Я не нашел в себе сил зайти, только перемолвился парой слов с Томá, который, как всегда, продавал порнографические открытки. Я купил одну – старую, еще довоенную – и сунул в карман пиджака. При свете фонаря не удалось толком рассмотреть сцену – я запомнил лишь двух мужчин, одетых в одни лишь гротескные полосатые чулки с подвязками. Члены их победно вздымались.
В начале нашего знакомства Мадлен отвела меня в русскую чайную. Я уже бывала там раньше, и в свое время меня неприятно поразила некрасивость тамошних людей, лишенных яркости и живости. В этот раз русские пели, и все выглядело иначе. Интересно, спросила Мадлен, вправду ли они так страстны, как чудится по голосам.

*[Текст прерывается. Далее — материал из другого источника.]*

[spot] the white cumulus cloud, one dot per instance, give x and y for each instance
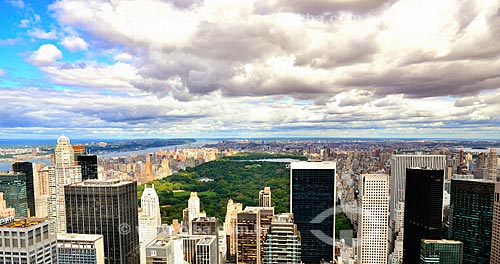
(74, 43)
(45, 55)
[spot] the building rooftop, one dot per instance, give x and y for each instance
(23, 222)
(79, 237)
(442, 241)
(313, 165)
(96, 183)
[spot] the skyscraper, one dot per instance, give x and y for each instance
(441, 252)
(80, 249)
(28, 240)
(495, 238)
(265, 197)
(13, 187)
(373, 224)
(423, 210)
(471, 218)
(149, 218)
(399, 164)
(282, 243)
(108, 208)
(27, 168)
(63, 172)
(492, 164)
(193, 206)
(312, 202)
(88, 164)
(251, 230)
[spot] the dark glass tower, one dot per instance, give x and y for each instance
(423, 210)
(471, 218)
(27, 168)
(13, 187)
(108, 208)
(88, 163)
(312, 202)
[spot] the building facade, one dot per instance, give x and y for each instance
(423, 214)
(471, 218)
(13, 187)
(80, 249)
(108, 208)
(27, 168)
(62, 172)
(441, 252)
(27, 240)
(265, 197)
(312, 202)
(495, 237)
(282, 243)
(373, 223)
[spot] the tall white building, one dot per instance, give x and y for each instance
(62, 172)
(265, 197)
(149, 219)
(194, 207)
(373, 225)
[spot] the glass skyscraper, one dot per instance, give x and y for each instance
(312, 202)
(423, 210)
(471, 218)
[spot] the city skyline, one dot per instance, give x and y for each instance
(284, 68)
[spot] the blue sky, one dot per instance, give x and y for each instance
(219, 68)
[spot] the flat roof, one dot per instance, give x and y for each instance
(313, 165)
(24, 222)
(79, 237)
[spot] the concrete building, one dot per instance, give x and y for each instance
(471, 218)
(80, 249)
(149, 218)
(27, 240)
(232, 211)
(495, 237)
(373, 225)
(265, 197)
(108, 208)
(251, 230)
(62, 172)
(13, 187)
(282, 243)
(312, 202)
(441, 252)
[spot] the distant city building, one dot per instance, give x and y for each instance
(441, 252)
(108, 208)
(312, 202)
(373, 225)
(265, 197)
(194, 206)
(27, 168)
(5, 212)
(282, 243)
(13, 187)
(27, 240)
(62, 172)
(251, 230)
(232, 211)
(493, 164)
(88, 164)
(149, 218)
(495, 238)
(423, 210)
(80, 249)
(471, 218)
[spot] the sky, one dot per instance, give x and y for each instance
(250, 68)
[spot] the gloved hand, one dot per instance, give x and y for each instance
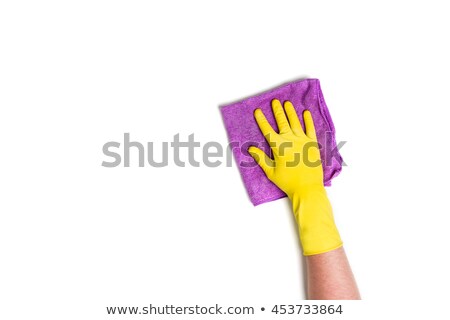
(297, 170)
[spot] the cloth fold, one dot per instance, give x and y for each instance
(243, 132)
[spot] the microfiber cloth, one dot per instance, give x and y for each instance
(243, 131)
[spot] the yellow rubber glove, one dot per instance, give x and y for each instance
(297, 170)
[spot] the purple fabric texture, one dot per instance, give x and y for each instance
(243, 131)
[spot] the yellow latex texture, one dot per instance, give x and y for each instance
(296, 169)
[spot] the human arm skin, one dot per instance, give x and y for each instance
(329, 277)
(296, 168)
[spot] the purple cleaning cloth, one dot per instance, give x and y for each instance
(243, 131)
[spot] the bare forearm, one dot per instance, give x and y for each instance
(330, 277)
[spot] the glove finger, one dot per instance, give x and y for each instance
(264, 125)
(280, 116)
(293, 119)
(309, 125)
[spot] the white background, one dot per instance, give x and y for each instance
(76, 237)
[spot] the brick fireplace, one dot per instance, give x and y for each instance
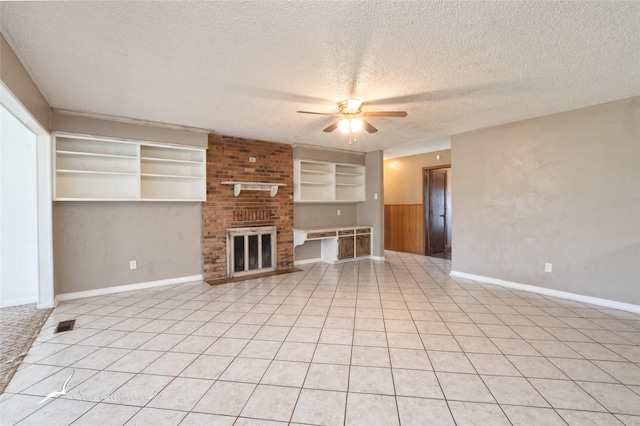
(229, 159)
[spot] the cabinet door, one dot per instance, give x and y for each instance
(346, 247)
(363, 245)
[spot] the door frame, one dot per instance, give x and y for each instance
(425, 204)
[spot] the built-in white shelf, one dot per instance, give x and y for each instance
(238, 187)
(322, 182)
(98, 169)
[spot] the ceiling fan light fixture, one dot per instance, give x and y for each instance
(353, 106)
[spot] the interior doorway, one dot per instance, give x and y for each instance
(437, 211)
(42, 265)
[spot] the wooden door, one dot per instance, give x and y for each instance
(436, 214)
(346, 247)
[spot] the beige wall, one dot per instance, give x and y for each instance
(131, 131)
(17, 80)
(562, 189)
(94, 241)
(403, 176)
(371, 212)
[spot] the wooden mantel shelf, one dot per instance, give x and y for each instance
(255, 186)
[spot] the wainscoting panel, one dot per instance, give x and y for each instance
(404, 228)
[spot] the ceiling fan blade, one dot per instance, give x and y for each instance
(317, 113)
(386, 114)
(332, 127)
(368, 127)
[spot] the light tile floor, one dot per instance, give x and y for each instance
(364, 343)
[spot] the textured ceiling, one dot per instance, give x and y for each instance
(243, 68)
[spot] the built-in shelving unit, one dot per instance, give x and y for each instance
(319, 182)
(92, 169)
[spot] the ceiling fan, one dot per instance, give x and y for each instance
(350, 111)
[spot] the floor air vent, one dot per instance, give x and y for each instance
(65, 326)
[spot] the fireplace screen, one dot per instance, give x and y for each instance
(251, 250)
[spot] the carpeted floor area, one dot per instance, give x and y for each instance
(19, 327)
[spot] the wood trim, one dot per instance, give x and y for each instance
(404, 228)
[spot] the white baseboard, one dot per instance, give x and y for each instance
(306, 261)
(16, 302)
(123, 288)
(550, 292)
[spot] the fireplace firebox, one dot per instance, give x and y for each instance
(251, 250)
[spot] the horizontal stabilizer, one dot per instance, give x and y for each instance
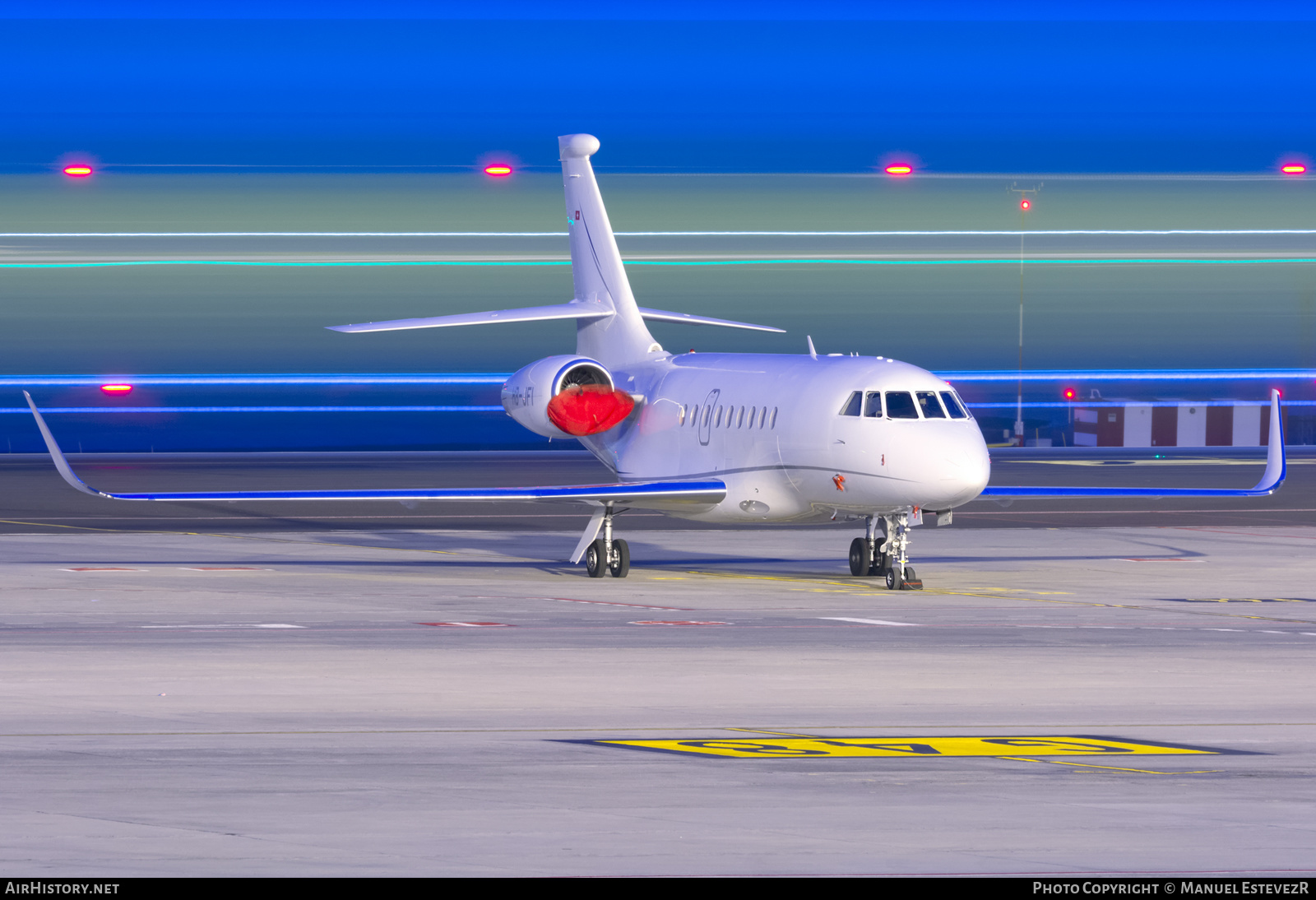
(578, 311)
(526, 315)
(686, 318)
(1269, 483)
(660, 495)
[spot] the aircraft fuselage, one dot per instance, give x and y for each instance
(774, 428)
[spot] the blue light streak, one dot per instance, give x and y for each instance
(366, 263)
(241, 410)
(230, 379)
(498, 378)
(414, 234)
(1120, 404)
(1132, 375)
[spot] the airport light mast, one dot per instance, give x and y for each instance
(1026, 203)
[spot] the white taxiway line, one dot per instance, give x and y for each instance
(868, 621)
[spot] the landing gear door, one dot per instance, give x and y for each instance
(706, 416)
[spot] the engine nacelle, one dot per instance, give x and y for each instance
(565, 397)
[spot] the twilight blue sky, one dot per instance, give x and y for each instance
(772, 87)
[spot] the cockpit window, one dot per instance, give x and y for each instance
(873, 404)
(901, 406)
(953, 404)
(929, 406)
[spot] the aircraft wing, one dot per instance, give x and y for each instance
(1269, 483)
(657, 495)
(524, 315)
(686, 318)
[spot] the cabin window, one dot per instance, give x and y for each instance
(953, 406)
(873, 404)
(901, 406)
(929, 404)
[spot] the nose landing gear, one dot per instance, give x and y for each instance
(886, 558)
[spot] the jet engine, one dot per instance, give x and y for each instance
(565, 397)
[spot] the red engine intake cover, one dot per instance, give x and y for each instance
(589, 408)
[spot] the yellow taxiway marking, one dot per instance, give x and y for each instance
(1019, 746)
(1119, 768)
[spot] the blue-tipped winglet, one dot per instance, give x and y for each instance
(1277, 469)
(661, 495)
(61, 463)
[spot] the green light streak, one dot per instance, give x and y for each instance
(668, 262)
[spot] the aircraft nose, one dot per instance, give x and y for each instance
(966, 467)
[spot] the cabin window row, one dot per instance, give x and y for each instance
(760, 417)
(905, 404)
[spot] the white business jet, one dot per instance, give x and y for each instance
(723, 438)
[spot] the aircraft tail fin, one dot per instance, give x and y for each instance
(596, 270)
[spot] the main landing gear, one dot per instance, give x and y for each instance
(605, 555)
(886, 558)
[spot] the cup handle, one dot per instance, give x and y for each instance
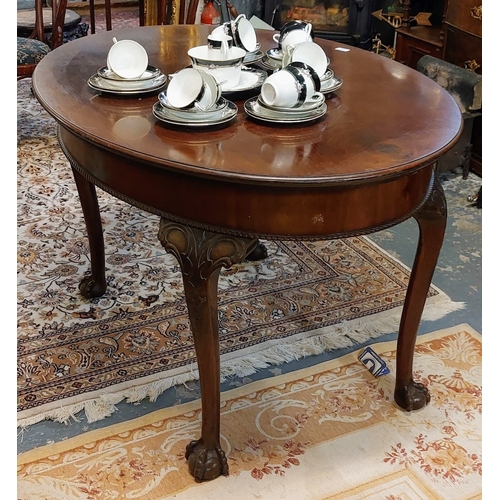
(224, 49)
(287, 56)
(197, 105)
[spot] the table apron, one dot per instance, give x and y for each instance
(340, 209)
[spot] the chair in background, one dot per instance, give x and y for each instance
(108, 15)
(159, 12)
(32, 49)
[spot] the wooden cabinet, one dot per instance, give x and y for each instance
(415, 42)
(466, 15)
(456, 40)
(463, 47)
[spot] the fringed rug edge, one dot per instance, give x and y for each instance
(239, 364)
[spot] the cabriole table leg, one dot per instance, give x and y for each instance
(201, 255)
(94, 285)
(431, 219)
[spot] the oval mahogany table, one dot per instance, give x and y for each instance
(369, 163)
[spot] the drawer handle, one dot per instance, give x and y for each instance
(477, 12)
(471, 65)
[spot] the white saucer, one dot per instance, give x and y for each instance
(151, 72)
(253, 57)
(249, 79)
(269, 63)
(254, 109)
(126, 87)
(200, 119)
(327, 74)
(275, 54)
(192, 112)
(315, 102)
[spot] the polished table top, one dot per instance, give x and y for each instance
(386, 120)
(367, 164)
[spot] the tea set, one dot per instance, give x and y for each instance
(196, 96)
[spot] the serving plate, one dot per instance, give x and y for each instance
(104, 85)
(174, 116)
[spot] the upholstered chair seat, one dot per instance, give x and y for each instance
(33, 48)
(30, 51)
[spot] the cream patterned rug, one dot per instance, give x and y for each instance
(135, 342)
(331, 431)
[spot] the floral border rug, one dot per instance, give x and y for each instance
(134, 342)
(331, 431)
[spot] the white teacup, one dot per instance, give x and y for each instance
(127, 58)
(220, 42)
(187, 88)
(298, 33)
(287, 88)
(244, 33)
(312, 54)
(226, 71)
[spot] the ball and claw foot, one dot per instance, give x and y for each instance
(412, 397)
(258, 253)
(205, 464)
(89, 287)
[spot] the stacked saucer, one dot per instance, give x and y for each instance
(107, 82)
(221, 112)
(311, 109)
(254, 56)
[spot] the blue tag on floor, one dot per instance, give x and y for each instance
(375, 364)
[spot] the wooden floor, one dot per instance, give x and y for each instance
(83, 7)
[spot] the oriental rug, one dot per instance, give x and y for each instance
(134, 342)
(331, 431)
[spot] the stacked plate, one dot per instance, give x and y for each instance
(250, 79)
(107, 82)
(329, 82)
(310, 110)
(255, 56)
(222, 112)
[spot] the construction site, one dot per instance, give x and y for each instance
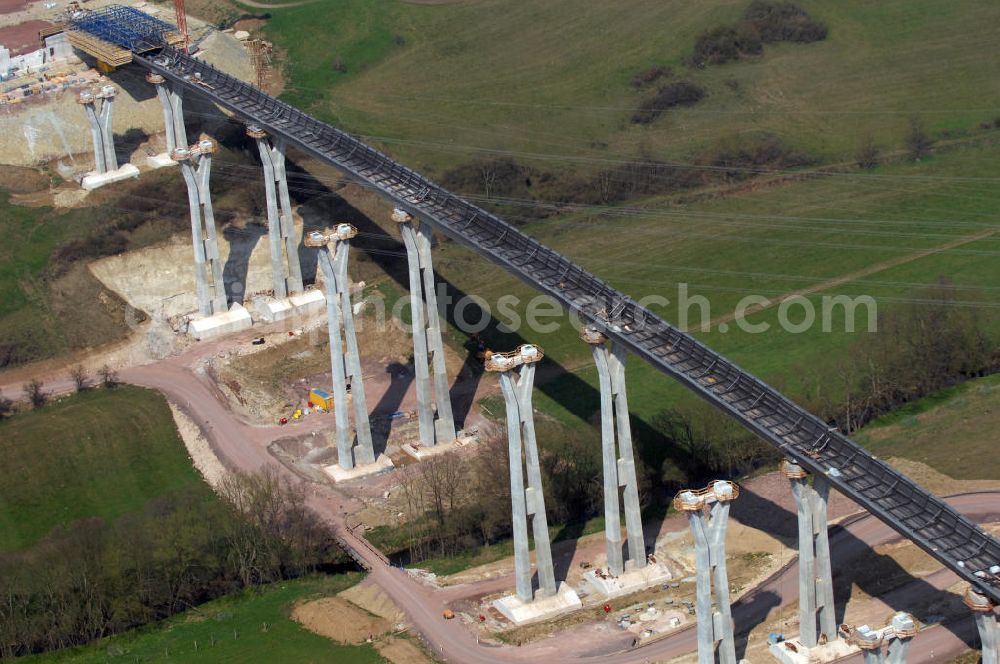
(273, 322)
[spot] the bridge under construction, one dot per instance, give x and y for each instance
(807, 442)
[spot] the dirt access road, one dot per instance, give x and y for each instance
(241, 446)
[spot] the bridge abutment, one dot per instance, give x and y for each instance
(816, 606)
(430, 370)
(715, 626)
(986, 623)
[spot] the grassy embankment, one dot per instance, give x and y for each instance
(440, 81)
(563, 93)
(252, 627)
(101, 453)
(107, 454)
(953, 431)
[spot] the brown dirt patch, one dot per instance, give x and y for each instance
(22, 38)
(336, 618)
(11, 6)
(371, 598)
(402, 651)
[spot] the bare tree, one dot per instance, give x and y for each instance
(488, 171)
(109, 377)
(34, 392)
(80, 377)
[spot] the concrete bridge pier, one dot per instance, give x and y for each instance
(345, 359)
(286, 273)
(986, 622)
(904, 628)
(715, 628)
(619, 464)
(517, 388)
(815, 574)
(172, 115)
(106, 168)
(428, 347)
(196, 166)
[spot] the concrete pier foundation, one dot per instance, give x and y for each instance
(816, 608)
(986, 623)
(196, 166)
(904, 628)
(715, 626)
(517, 387)
(618, 460)
(286, 273)
(430, 371)
(897, 634)
(345, 360)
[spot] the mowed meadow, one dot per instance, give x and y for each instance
(549, 88)
(440, 83)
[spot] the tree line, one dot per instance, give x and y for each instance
(95, 578)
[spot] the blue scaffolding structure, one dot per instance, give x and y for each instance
(125, 27)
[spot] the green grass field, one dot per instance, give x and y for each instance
(101, 453)
(439, 83)
(900, 224)
(951, 431)
(253, 627)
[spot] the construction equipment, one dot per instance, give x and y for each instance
(182, 24)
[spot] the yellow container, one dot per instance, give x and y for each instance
(321, 399)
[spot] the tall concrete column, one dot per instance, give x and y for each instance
(107, 94)
(345, 359)
(815, 573)
(88, 101)
(986, 622)
(176, 96)
(618, 460)
(521, 441)
(286, 272)
(428, 346)
(715, 627)
(196, 166)
(163, 94)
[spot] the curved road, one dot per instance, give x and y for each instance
(244, 447)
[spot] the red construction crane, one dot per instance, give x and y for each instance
(181, 22)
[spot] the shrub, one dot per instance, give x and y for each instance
(109, 377)
(741, 156)
(33, 391)
(490, 177)
(651, 75)
(784, 21)
(679, 93)
(78, 374)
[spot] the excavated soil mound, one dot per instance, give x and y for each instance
(338, 619)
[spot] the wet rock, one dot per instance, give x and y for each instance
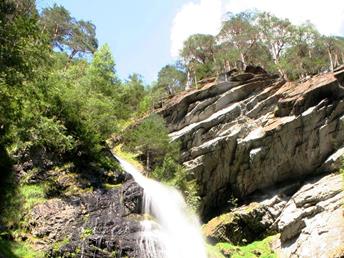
(308, 217)
(97, 224)
(254, 132)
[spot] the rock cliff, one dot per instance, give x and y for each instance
(256, 130)
(268, 145)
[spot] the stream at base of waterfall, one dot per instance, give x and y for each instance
(174, 231)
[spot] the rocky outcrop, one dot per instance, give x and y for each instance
(309, 219)
(96, 224)
(255, 131)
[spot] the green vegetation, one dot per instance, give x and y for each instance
(61, 100)
(256, 249)
(262, 39)
(11, 249)
(57, 245)
(151, 143)
(32, 195)
(86, 232)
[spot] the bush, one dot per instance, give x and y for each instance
(174, 174)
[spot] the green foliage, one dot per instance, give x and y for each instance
(10, 249)
(174, 174)
(31, 195)
(86, 232)
(256, 249)
(172, 79)
(68, 34)
(151, 139)
(198, 53)
(266, 40)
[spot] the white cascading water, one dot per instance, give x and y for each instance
(175, 231)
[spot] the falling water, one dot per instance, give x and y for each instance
(175, 231)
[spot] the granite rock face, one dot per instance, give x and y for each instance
(308, 217)
(96, 224)
(255, 131)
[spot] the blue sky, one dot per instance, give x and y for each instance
(145, 35)
(138, 32)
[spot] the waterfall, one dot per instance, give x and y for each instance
(174, 231)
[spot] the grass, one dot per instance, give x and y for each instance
(11, 249)
(32, 195)
(86, 232)
(128, 156)
(260, 249)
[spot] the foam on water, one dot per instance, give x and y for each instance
(175, 231)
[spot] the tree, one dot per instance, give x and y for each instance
(239, 31)
(198, 54)
(172, 79)
(276, 34)
(133, 92)
(335, 50)
(68, 34)
(102, 72)
(151, 139)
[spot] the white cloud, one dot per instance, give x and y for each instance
(206, 15)
(203, 17)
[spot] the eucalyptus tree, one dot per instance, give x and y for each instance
(172, 79)
(198, 54)
(276, 34)
(241, 35)
(68, 34)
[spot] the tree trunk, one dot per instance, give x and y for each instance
(331, 60)
(148, 161)
(242, 57)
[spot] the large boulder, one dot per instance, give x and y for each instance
(241, 136)
(97, 224)
(308, 217)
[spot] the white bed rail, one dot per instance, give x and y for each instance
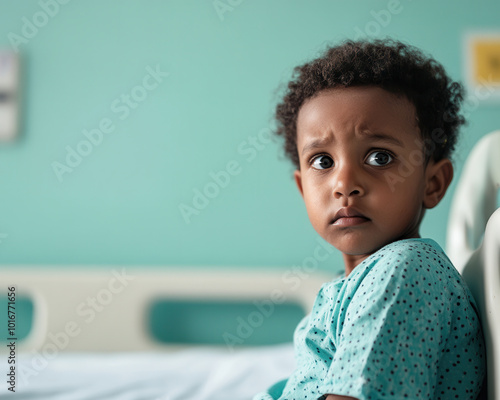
(103, 309)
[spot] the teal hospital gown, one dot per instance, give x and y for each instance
(402, 325)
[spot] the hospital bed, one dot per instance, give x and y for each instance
(473, 244)
(91, 332)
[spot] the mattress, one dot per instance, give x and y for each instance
(200, 373)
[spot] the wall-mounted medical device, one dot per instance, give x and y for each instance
(9, 95)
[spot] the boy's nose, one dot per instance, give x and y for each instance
(347, 184)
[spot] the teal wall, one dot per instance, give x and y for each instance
(120, 205)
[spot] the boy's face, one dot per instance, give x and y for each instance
(361, 159)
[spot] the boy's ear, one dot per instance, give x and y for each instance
(438, 178)
(298, 181)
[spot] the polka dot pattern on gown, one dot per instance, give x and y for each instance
(402, 325)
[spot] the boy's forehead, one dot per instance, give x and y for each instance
(361, 108)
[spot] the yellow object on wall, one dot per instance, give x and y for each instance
(486, 63)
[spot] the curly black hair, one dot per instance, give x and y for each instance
(392, 65)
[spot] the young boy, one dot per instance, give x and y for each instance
(370, 127)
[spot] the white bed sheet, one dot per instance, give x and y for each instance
(196, 373)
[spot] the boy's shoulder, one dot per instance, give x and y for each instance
(410, 260)
(418, 251)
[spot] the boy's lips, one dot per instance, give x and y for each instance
(348, 216)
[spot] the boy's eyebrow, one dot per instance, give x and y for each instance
(380, 137)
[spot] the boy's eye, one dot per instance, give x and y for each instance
(322, 162)
(379, 158)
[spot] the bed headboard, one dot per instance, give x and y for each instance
(105, 308)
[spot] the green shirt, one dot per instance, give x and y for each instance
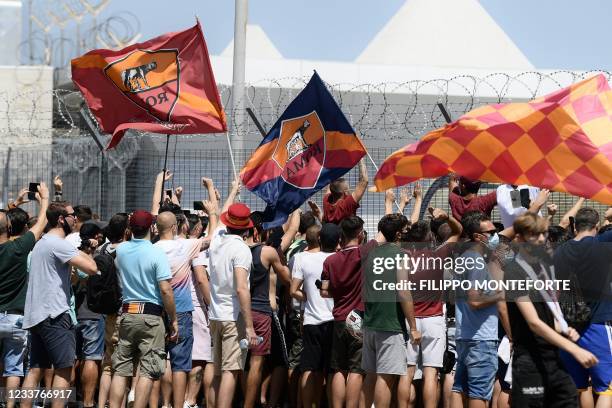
(383, 312)
(14, 273)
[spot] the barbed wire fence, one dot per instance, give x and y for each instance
(47, 135)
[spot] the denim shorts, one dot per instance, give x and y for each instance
(90, 339)
(13, 343)
(53, 343)
(476, 368)
(180, 352)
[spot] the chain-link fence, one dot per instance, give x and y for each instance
(110, 186)
(385, 115)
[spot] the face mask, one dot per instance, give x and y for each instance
(66, 228)
(493, 241)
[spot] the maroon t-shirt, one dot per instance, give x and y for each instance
(460, 205)
(344, 272)
(340, 209)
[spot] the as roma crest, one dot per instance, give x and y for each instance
(300, 150)
(149, 78)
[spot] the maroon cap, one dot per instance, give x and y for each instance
(141, 219)
(237, 216)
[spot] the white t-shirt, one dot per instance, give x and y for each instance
(504, 203)
(226, 253)
(308, 266)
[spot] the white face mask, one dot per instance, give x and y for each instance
(493, 241)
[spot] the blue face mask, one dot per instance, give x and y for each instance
(493, 241)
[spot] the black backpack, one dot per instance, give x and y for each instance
(103, 290)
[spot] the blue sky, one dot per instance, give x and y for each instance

– Знаешь, – сказала она, – когда я заболела туберкулезом, я поначалу очень испугалась, а теперь довольна, потому что я стала жаднее до жизни и лучше ее узнала. Только близость смерти дает ощутить полноту бытия.
Я помню голоса русских и ослепительное лицо Мадлен. Вишневые ковры и замызганные окна, вялый запыленный свет и надрывное пение струн.
И Мадлен – словно эссенция всего этого: свечей, курений, тяжелых шандалов, превосходных напитков и экзотической еды.
Рядом с ней все люди казались безобразными и неживыми.